Book review: ‘The Great Mistake’

Published 12:00 am Sunday, December 19, 2021

BOOK REVIEW

“The Great Mistake: A Novel” by Jonathan Lee. New York: Alfred A. Knopf, 2021. 294 pages, $26.95 (hardbound).

Andrew Haswell Green’s name is not well known in New York City today despite his involvement in many of the great achievements in the city in the 19th century. When he was murdered in 1903, the mayor put the flags at half-staff and reminded Americans that Green had a greater claim to being Central Park’s “chief creator than any other single man.”

Email newsletter signup

Green also deserved recognition for his service as the city’s comptroller and as president of the board of education, and also for helping create the Metropolitan Museum of Art, the Museum of Natural History, the New York Public Library and the consolidation of the city’s boroughs into one metropolis. For this last venture, Green was dubbed the Father of Greater New York, but many of his critics called this “the Great Mistake of 1898” because they saw it as robbing Brooklyn of its independence. Novelist Jonathan Lee uses “The Great Mistake” as the title for this book presumably because it also describes the apparently senseless murder of Green on Friday the 13th of 1903 in broad daylight in front of his Park Avenue home as he returned home for lunch. Green’s assassin had made some cryptic remarks accusing Green of having prevented him from getting in touch with a Miss Bessie Davis. The murder appears to have been a case of mistaken identity.

Authors of historical fiction have to determine how much historical fact to include and how much improvisation is necessary to bring a historical period and its characters to life for readers. Lee does an excellent job of doing this.

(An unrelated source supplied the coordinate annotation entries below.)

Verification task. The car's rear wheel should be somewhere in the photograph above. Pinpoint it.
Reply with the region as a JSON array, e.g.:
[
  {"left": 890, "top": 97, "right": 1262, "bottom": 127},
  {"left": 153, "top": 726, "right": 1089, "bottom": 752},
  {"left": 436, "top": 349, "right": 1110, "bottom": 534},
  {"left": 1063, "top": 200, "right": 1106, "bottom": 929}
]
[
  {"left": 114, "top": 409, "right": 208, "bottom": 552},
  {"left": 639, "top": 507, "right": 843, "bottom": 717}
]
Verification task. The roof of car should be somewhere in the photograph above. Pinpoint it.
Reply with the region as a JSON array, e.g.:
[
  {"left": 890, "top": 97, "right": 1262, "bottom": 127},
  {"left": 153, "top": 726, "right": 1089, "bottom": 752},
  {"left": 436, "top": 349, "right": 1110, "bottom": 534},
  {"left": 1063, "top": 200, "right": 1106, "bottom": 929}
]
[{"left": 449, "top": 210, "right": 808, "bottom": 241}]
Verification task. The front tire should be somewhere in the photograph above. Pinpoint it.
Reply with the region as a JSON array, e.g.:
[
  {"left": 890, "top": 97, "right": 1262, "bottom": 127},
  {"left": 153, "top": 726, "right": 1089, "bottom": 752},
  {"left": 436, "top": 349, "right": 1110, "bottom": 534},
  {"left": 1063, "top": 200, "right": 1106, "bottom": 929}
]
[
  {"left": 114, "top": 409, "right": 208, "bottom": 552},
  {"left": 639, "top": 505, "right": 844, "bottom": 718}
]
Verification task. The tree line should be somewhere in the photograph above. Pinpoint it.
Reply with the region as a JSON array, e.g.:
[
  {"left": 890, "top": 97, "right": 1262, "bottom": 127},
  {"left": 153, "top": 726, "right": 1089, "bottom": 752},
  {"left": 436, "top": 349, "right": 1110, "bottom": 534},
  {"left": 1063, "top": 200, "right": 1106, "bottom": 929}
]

The author skillfully weaves back and forth from the murder to earlier chapters on Green’s childhood on a poor farm in Massachusetts and his relationship with Samuel J. Tilden, who was almost elected U.S. president in 1876, and to the investigation following Green’s murder. He also manages to highlight Green’s achievements listed above with interesting insights without spending too much time on them. For example, the author has Inspector McCluskey, who is trying to unearth the motivation for the murder, review minutes recording some of Green’s words spoken as the board of education president and when Green is sitting for his portrait the painter quizzes him about how Green had brought the art and natural history museums and the public library to fruition. McCluskey also interviews Miss Bessie Davis (one of several names), a prostitute who owned an expensive mansion and saw herself as Cleopatra and had servants fanning her as she plied her trade.

The chapters in “The Great Mistake” are named after the common names Green had insisted be given to the gates to Central Park. He called them after the professions of ordinary people, such as Mariners’ Gate, Merchants’ Gate, Warriors’ Gate and Woodman’s Gate. These may be very loosely connected to the chapter contents.

Green had risen from poverty to positions of major authority in the city and he often questioned if he deserved his good fortune and the assistance of Tilden. In his early years, Andrew muses: “To be a gentleman in New York one needed an education. To obtain an education in New York, one needed money. To obtain money in New York, one needed to be a gentleman. The city formed its circles.” Green certainly became an influential lawyer and succeeded in fostering the creation of several institutions that still make New York City great today.

Lee’s novel demonstrates a lot of research and skill in creating an excellent historical novel on this fascinating public figure. This novel provides excellent insight into life in 19th century New York City and into some fascinating characters. I found the book hard to put down and recommend it very highly.

– Reviewed by Richard Weigel, Western Kentucky University History Department.